Published online by Cambridge University Press: 17 June 2025
I’ve never been to prison, but I spent five years in a boys’ boarding school. That's why I understood immediately and at a visceral level the most famous story concerning Samuel Beckett's Waiting for Godot, a story retold by Martin Esslin in his book Theatre of the Absurd (a book, by the by, that named the Absurd as an enduring dramatic genre, to the enduring dismay of most play-wrights so labeled).
The story, in case you have never heard it, tells of a landmark production of Godot at the maximum security prison at San Quentin in 1957, directed by Herbert Blau. As Esslin reports it, the recondite drama that had puzzled sophisticates in the theatre centers of the world “was immediately grasped” by the inmates who saw in it a reflection of their petrified existence and who followed the play with mesmerized attention. It is easy to want to treat this miraculous conversion narrative skeptically, especially after having spent a career teaching the play to wary students. As with the college crowd, surely the hard-bitten convicts included a handful who scoffed at Beckett's precious allegory. Nonetheless, it appears many were truly spellbound by the play, a remarkable feat for any drama under much less adverse circumstances, and that it was especially the figure of Lucky, the bound menial of Pozzo whose great discharge of thinking climaxes the first act, who drew their most intense sympathy. Of him more later.

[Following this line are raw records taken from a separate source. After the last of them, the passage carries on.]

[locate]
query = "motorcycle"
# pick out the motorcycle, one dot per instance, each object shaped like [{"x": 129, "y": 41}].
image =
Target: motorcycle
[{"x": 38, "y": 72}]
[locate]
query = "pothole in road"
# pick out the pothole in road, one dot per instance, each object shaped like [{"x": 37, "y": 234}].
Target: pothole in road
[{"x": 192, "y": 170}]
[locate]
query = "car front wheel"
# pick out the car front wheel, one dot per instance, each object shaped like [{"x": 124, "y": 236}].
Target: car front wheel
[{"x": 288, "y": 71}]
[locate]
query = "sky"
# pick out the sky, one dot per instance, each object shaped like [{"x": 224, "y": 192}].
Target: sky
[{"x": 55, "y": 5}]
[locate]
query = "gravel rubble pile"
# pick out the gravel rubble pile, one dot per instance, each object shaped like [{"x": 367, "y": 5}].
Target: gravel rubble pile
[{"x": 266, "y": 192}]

Like the prisoners, we sequestered pupils had tasted the absurd. We had peered into the abyss of absurdity. To us schoolboys, marooned in a brick fortress on a windswept hilltop in provincial Germany, gazing uncomprehendingly at the distant world through the bars of Latin grammar and differential equations, overeducated and overripe with puberty's desires, the repetitive, loquacious immobility of Beckett's figures was our immobility, just as their awkward, testy love for each other was our love, too. From there on, Godot has always been a work that kept on answering questions I didn't know I’d asked, or perhaps posing questions I didn't know were askable.